Demorou muito, mas percebi que o luto era por mim, não por ela. Era pelo ideal de mulher, e por aquela segurança emocional/afetiva que eu acreditava que seria imune a esse tipo de condição. Eu, aos 42 anos, seria aquele que cuida e não o que é cuidado e, para muito além disso, ter saído de casa aos 17 anos, e não ter acompanhado tantos momentos da vida dela, me trouxe a consciência da finitude das coisas e, consequentemente, sua existência. A dela e a minha. A minha para ela.
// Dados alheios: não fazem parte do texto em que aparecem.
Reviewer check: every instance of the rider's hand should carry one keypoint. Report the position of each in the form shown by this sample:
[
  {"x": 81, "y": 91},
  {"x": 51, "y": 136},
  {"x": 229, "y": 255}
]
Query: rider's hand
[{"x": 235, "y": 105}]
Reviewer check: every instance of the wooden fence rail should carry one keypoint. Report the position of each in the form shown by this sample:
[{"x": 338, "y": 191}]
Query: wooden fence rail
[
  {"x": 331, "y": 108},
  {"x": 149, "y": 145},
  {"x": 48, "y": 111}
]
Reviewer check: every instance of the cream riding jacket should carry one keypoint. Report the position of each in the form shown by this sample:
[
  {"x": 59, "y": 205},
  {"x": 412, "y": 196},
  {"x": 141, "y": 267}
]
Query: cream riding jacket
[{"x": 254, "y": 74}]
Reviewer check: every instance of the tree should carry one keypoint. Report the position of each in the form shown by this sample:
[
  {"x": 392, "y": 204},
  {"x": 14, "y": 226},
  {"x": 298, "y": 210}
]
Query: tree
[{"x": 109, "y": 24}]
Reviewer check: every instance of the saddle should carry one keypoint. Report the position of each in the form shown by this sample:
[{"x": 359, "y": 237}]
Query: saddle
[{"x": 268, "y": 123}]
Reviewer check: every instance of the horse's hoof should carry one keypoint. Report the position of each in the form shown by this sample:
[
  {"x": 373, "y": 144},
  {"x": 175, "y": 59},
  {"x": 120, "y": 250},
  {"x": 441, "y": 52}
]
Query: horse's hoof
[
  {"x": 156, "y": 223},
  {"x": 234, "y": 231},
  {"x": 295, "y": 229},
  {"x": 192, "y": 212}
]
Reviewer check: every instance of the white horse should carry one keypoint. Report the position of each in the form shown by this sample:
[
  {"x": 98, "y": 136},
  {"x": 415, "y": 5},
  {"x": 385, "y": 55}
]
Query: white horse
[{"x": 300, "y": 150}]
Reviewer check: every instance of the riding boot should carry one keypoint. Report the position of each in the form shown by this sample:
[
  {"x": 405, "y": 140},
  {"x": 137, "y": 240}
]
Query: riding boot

Sempre andei pelo mundo, no conforto de que a minha família estava no mesmo lugar e que, quando eu precisasse, era só correr para lá. Mas o amor não é a existência. Minha mãe me ama, mas quando me visita é nítido, num breve período, que ela já quer voltar, e não para a casa dela, mas para a existência daqueles que sempre estiveram com ela. Arrependo-me de pouquíssimas coisas, mas não ter deixado a existência dela se cruzar com a minha, de uma forma mais duradoura, é a angústia do que se perde para sempre.

O tempo leva tudo pra frente. A vida, a existência, as relações, e essa é a dinâmica nossa, do mundo. Mas, há vezes em que a roda do destino podia girar ao contrário.